Le FIGARO. – La délégation de pouvoir entre Fidel Castro et Raul, son frère, est-elle marquée par l’urgence ?

Janette HABEL. – Non, d’abord, c’est Fidel Castro lui-même qui a élaboré le communiqué avant d’être opéré, transférant temporairement ses pouvoirs à Raul. D’autre part, cela fait des semaines que la population voit publiquement les préparatifs de la succession. Pour la première fois, Fidel et ses proches ont évoqué l’« après », et la nécessité de le préparer, afin que la révolution cubaine lui survive. Les rumeurs sur les différentes maladies dont il pouvait souffrir allaient bon train et n’ont pas toujours été démenties par Fidel lui-même. Avec les festivités prévues le 13 août, pour ses 80 ans, c’est aussi la première fois que Cuba allait célébrer son anniversaire. Enfin et surtout, le président a remis en place, le 1er juillet, le secrétariat du bureau politique du Parti communiste cubain (PCC), supprimé en 1991.

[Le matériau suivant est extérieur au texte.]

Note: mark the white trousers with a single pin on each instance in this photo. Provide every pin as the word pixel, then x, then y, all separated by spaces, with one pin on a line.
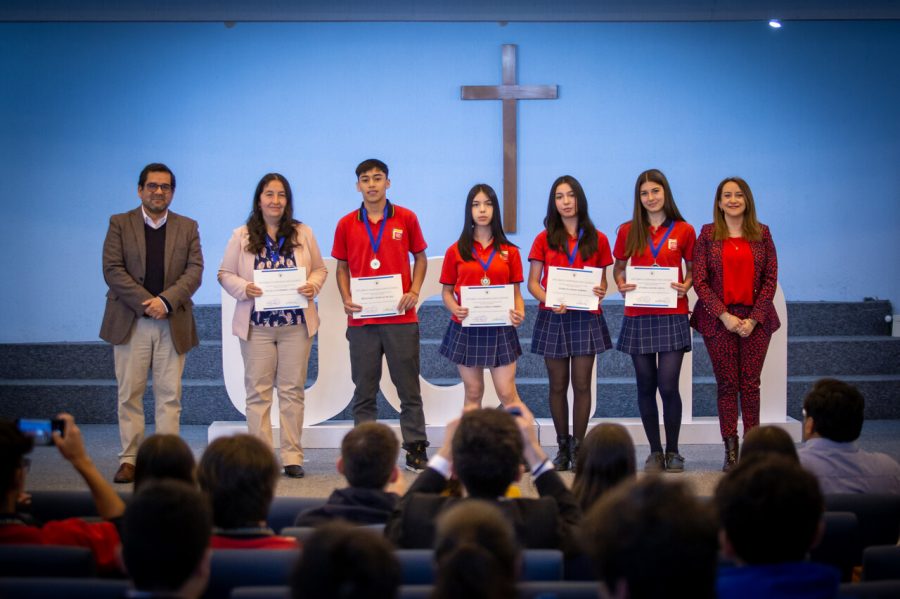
pixel 149 347
pixel 277 357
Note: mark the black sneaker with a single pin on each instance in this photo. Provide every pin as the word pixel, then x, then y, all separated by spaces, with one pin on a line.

  • Qui dirige aujourd’hui Cuba ?

C’est Raul Castro qui devient le chef du PC, des armées et de l’État. Même si cette mesure est théoriquement provisoire, en attendant le retour de Fidel, c’est lui et le PCC, parti unique et parti d’État, qui devraient gouverner l’ensemble des institutions en cas de disparition, avec, au sein du bureau politique du PCC, des anciens, mais aussi de jeunes leaders de province. L’armée, qui a un poids économique considérable – elle contrôle notamment les télécommunications et le tourisme –, ne devrait pas, en revanche, jouer de rôle direct, que ce soit aujourd’hui ou dans le cas d’une succession. À l’exception de Raul Castro, ses cadres ne sont pas formés politiquement à la gestion du pays.

  • Ce modèle de transition reposant sur Raul Castro et le PCC est-il viable ?

Tant que Fidel est vivant, la stabilité du pays est normalement assurée. Mais, à moyen terme, il est évident pour tous que Raul ne peut remplacer, seul, Fidel. Il l’a d’ailleurs reconnu. Même une direction collective fondée sur le parti unique ne me semble pas un modèle institutionnel viable. Nous ne sommes pas dans une situation comparable à celle de la Chine ou du Vietnam. Cuba est un pays petit, fragile, avec à ses portes les États-Unis, qui affichent une volonté d’ingérence, comme le démontre le dernier rapport remis au département d’État américain. En outre, le PCC est une formation atrophiée, en laquelle Fidel Castro n’a jamais vraiment cru. Même les formes n’y sont plus respectées. Par exemple, l’exclusion récente de Juan Carlos Robinson, un cadre du bureau politique, a été ratifiée par le dernier comité central, de manière arbitraire, sans explication. Le dernier congrès du parti date de 1997. En l’absence de Fidel, dont le pouvoir repose, que cela plaise ou non, sur une légitimité révolutionnaire, tout le cadre institutionnel sera remis en cause. Il sera inévitable de voir des débats ressurgir, sur la stratégie économique d’abord, et, compte tenu de la pression américaine, sur l’organisation d’élections libres.

P.-S.

Propos recueillis par Lamia Oualalou.
Entretien paru dans Le Figaro, édition du 15 octobre 2007.